I'm not sure how to describe this book. It was really, extraordinarily, bizarre, even for the notoriously weird Gibson. It seemed to be mostly about drifters in the midst of a really strange, tumultuous time, and as much as I liked it, it was... difficult to read, though I'm not sure of the reasons.Maybe it just affected my subconscious so much that /I'm/ feeling indecisive. Though indecisive isn't the word I'd use for these people. Just barely having a purpose and drifting.But beyond all that, I think this is probably the closest Gibson has written to an actual comedy. It's wacky in a lot of ways, just almost pulp over-the-top at times, and I got the impression that he just bombarded his characters full of as many bizarre and deranged things as he could and see where they ended up.I guess, in short, Gibson brings the bonkers. He's good at it. :)
—Ryan Viergutz
A sci-fi story about future homeless living on a now defunct Golden Gate Bridge and their survival skills. One of the bridge's inhabitants comes back home with a friend to shoot a documentary at the same time that a time conglomerate world-wide event that will shift life as we know it, is about to take place. This is being predicted by a mental man hiding in a cardboard box in the subways of Japan because as an orphaned boy he was chemically experimented on and the side effects give him powers to surf the ether-net in our world. Coincidentally the hired gun to go and fix the shift is none other than the ex-boyfriend of the girl who comes home to the bridge and she as well will be part of the equation. There are other main characters each as strange and interesting as the previous. Overall, I liked the book, though a lot of things are left purposely vaguely unexplained and it is left to the reader to connect the dots sometimes with too little information or too little descriptive language to get an accurate idea.
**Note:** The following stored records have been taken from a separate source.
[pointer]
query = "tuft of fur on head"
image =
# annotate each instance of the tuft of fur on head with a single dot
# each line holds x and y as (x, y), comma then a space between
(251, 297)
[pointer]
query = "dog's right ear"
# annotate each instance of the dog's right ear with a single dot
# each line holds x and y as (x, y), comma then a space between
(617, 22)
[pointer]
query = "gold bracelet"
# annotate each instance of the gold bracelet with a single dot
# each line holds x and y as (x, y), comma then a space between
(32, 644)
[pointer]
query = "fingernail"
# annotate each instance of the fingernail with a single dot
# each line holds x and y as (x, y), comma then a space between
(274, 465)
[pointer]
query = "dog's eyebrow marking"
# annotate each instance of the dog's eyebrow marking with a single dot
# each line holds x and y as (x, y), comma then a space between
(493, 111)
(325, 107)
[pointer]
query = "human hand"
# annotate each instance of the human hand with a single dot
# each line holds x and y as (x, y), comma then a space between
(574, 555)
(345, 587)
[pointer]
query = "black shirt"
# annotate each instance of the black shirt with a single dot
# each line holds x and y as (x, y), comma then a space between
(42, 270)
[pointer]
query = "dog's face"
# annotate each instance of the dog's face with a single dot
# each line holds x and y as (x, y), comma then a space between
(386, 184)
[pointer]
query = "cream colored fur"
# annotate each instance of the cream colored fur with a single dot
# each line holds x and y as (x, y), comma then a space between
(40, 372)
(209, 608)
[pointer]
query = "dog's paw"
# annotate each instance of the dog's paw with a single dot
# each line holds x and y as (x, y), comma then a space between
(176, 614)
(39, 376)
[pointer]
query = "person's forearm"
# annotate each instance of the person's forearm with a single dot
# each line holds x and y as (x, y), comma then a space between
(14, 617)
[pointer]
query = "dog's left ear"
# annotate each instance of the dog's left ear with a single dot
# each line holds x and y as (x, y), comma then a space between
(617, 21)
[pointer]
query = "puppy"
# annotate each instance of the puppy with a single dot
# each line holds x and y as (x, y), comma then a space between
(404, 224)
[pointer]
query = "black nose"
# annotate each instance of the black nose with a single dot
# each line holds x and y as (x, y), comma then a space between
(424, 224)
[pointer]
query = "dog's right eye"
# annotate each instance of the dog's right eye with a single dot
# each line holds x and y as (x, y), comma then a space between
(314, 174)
—Saskia Marijke Niehorster-Cook
"The past is past, the future unformed.""Something at once noun and verb.While Laney, plunging, eyes wide against the pressure of information knows himself to be merely adjectival....""Is a world within the world, and, if there be such places between the things of the world, places built in the gaps, then surely there are things there, and places between them, and things in those places too.""All his life Laney has heard talk of the death of history, but confronted with the literal shape of all human knowledge, all human memory, he begins to see the way in which there never really has been any such thing.No history. Only the shape, and it comprised of lesser shapes, in squirming fractal descent, on down into the infinitely finest of resolutions. But there is will. 'Future' is inherently plural.""He had been taught, of course, that history, along with geography was dead. That history in the older sense was an historical concept. History in the older sense was narrative, stories we told ourselves about where we'd come from and what it had been like, and those narratives were revised by each new generation, and indeed always had been. History was plastic, was a matter of interpretation. The digital had not so much changed that as made it too obvious to ignore. History was stored data, subject to manipulation and interpretation."